Abstract

Back scattered Laser Doppler (LD) signals are composed of two different individual signals. The number of the moving particles and the speed of the particles in the measured tissue volume determine the frequency shift and the band width of the Doppler signal. The dependence of the Laser Doppler flux on the number of scattering particles is highly nonlinear: at very low hematocrit and high speed the axial migration of the cells to the centre of the blood vessels is very strong, so that in these cases - because of the parabolic flow profile - the Doppler flux measurement overestimates the mean real blood flow (up to two- or three-fold). The opposite is the case when the hematocrit is very high, then the blood flow might be underestimated (due to the increased amounts of blood cells near the vessel wall). In addition, a very change in number of moving particles - as can occur during the postprandial phase or during therapy - can change the signal also at a constant cell number.

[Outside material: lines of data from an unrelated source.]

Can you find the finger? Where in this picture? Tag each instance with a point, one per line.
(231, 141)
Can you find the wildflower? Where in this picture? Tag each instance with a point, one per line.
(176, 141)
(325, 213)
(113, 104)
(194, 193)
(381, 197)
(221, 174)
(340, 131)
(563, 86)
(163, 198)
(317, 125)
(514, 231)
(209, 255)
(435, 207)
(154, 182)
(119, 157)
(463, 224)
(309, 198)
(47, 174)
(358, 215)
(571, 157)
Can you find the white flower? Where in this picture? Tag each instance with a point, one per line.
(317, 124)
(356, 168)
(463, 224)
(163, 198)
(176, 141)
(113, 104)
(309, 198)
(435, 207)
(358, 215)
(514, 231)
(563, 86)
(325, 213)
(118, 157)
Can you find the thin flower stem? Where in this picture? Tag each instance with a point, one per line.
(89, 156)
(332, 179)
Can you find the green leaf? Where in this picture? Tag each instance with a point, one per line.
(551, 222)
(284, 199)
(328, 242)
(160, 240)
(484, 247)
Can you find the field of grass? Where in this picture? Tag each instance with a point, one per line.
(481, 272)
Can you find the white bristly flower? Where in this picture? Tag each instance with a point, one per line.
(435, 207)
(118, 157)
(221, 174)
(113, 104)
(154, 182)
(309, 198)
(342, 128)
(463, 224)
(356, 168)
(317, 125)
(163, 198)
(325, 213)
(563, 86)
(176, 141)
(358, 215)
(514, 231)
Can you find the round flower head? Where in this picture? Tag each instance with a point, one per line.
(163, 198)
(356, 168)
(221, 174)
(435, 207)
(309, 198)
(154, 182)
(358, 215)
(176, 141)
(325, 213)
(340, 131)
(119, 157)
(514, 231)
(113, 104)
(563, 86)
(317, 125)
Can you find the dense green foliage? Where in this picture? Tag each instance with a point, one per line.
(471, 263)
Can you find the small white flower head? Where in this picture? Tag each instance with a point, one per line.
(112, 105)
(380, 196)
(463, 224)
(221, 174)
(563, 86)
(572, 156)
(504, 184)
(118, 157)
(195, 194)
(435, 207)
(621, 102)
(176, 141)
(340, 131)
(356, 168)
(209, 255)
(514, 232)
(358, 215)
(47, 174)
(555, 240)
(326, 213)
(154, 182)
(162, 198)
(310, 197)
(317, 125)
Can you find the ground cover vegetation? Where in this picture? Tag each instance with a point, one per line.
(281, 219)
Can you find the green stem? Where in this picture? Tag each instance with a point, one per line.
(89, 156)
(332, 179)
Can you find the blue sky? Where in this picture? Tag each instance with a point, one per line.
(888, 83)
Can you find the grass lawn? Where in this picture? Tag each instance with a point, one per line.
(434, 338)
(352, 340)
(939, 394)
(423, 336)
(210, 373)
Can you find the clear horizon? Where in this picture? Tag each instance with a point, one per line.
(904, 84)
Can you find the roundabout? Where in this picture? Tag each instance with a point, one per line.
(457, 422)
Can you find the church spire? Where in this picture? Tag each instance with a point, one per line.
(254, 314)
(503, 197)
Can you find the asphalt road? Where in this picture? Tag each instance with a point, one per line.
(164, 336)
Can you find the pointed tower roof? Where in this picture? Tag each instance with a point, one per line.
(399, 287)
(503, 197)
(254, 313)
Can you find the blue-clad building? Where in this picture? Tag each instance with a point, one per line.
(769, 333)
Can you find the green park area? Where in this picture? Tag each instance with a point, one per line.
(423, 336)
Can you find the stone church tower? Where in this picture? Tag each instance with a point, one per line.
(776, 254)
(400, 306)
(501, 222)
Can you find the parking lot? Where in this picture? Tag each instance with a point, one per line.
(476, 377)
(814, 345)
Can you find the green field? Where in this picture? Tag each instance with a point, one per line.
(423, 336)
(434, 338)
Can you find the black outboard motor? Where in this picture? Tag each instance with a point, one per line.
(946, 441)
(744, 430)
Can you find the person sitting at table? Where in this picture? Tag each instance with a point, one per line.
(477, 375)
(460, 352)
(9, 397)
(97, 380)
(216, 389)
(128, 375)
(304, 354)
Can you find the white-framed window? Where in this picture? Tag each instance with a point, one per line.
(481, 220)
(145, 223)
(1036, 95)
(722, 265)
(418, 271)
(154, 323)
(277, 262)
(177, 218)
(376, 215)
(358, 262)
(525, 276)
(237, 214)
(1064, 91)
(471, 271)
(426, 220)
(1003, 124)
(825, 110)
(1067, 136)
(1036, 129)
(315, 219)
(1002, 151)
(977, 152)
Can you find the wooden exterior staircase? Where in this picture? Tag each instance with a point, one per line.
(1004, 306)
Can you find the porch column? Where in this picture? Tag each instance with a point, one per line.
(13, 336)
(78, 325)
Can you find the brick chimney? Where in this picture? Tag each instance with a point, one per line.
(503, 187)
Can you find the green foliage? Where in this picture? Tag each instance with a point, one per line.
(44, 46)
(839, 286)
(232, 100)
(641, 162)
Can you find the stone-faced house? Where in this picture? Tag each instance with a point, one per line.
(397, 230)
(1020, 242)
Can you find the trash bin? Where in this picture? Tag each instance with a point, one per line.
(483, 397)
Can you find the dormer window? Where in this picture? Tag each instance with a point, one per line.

Also, it must be mentioned that the LD signal possibly is not only reflected by moving blood cells in the different skin layers but also by blood cells flowing in tissues below the skin (particularly below atrophied skin areas of older patients) so that in such cases the LD Flux signal reflects not exclusively the skin blood flow. Therefore, LD flux at rest may still be within the normal range even in advanced states of disease, since the scattered light is sampled from a tissue volume which may contain also non-nutritive shunt vessels. This critical analysis of the LD signals of course shall not lead to an overall rejection of the application of laser Doppler systems. Actual progress only can, however, be obtained under the exact consideration of anatomical conditions, technical restrictions and when generalizations are avoided.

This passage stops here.